In 2014, 68,358 American motorists were involved in towing-related accidents, according to the Department of Transportation (DOT), and the average damages were approximately $43,000. While towing a trailer seems simple enough, one must be very sure that proper safety practices and loading techniques are used.
The first step before towing anything is to make sure that both the tow vehicle and the trailer are rated for the load that you intend to tow. The essential components are the hitch (on the trailer) and the receiver (on the tow vehicle). Unless you are intending to tow a small yard trailer, it is advised that the minimum hitch and receiver rating would be a Class III. Class III hitches allow a maximum of 6000 lbs trailer weight.
For a rating up to 14,000 lbs, a Class IV hitch is needed.
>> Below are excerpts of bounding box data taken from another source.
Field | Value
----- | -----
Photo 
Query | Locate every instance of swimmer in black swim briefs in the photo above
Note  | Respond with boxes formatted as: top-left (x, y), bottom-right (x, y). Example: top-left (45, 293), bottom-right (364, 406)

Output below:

This usually means that your tow vehicle is a full-size pickup truck or a full size SUV. The next step up from there is a Class V hitch which allow up to 17,000 lbs and generally is the domain of heavy duty pickup trucks.
After you have decided on what level of hitch and receiver you need, you can look into the type of trailer you need. As you probably know, there is a huge selection of trailers to choose from. There is a trailer built for every need that you can imagine. It is suggested that you talk to someone well versed in this sort of thing for advice. You can find this at any trailer sales outlet or any rental company.
By the way, if you are towing a large trailer, you will likely deal with swaying. This often occurs when the winds are blowing, but not always. If it occurs to you, the best corrective action is to gently back off the gas and allow the vehicle slow down. It is not necessary to apply the brakes unless there is an obstacle ahead. You can minimize the risk of swaying by making sure that the load on the trailer is centered over the axles and centered from left to right.
As with most tasks, preparation before you hit the road is the key to safe and successful trailering and the best way to avoid becoming one of the 68,000 plus motorists involved in trailering accidents each year. Good Luck!